En février dernier, le Gouvernement publiait la troisième édition de la programmation pluriannuelle de l’énergie (PPE 3), le document stratégique de pilotage de la politique énergétique française.
Après 3 ans de rencontres, de tables rondes, de courriers, d’échanges informels, le rôle futur de la filière hydrolienne dans notre mix énergétique était enfin reconnu avec le lancement d’un premier appel d’offres commercial à horizon 2030.
Tous les feux semblaient au vert. C’est donc avec surprise (et agacement) que j’ai appris de nos industriels qu’ils étaient encore dans l’attente d’actes administratifs permettant le lancement des projets pilotes au raz Blanchard.
Que de temps perdu alors que les projets sont prêts à être lancés !

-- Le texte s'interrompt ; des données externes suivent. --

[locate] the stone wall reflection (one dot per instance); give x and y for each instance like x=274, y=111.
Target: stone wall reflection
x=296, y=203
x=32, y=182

La mobilisation continue et nous sollicitons, avec les membres de la coalition parlementaire transpartisane dont je suis à l’initiative, le Premier ministre pour faire avancer la situation.
Courrier adressé à Sébastien Lecornu :
Monsieur le Premier ministre,
Le 13 février dernier, le Gouvernement publiait la troisième édition de la Programmation pluriannuelle de l’énergie (PPE 3), document stratégique de pilotage de la politique énergétique française.
Après trois ans d’attente, cette publication constituait un signal fort et attendu par l’ensemble des acteurs du secteur énergétique. Ainsi, en affirmant le lancement d’un premier appel d’offres commercial de 250MW à horizon 2030, le Gouvernement reconnaissait le rôle futur de la filière hydrolienne dans notre mix énergétique.
L’hydrolien présente des atouts uniques tels qu’une production d’électricité décarbonée, totalement prédictible et disponible chaque jour de l’année, indépendamment des conditions météorologiques, ainsi qu’une chaîne de valeur en grande partie française, créatrice d’emplois industriels et de souveraineté énergétique.
Néanmoins, malgré cette reconnaissance stratégique, les deux projets pilotes français, à savoir FloWatt d’Hydroquest (17MW) et NH1 de Normandie Hydroliennes (12MW), demeurent dans l’attente des actes administratifs permettant d’atteindre le jalon de décision finale d’investissement, synonyme de lancement de construction.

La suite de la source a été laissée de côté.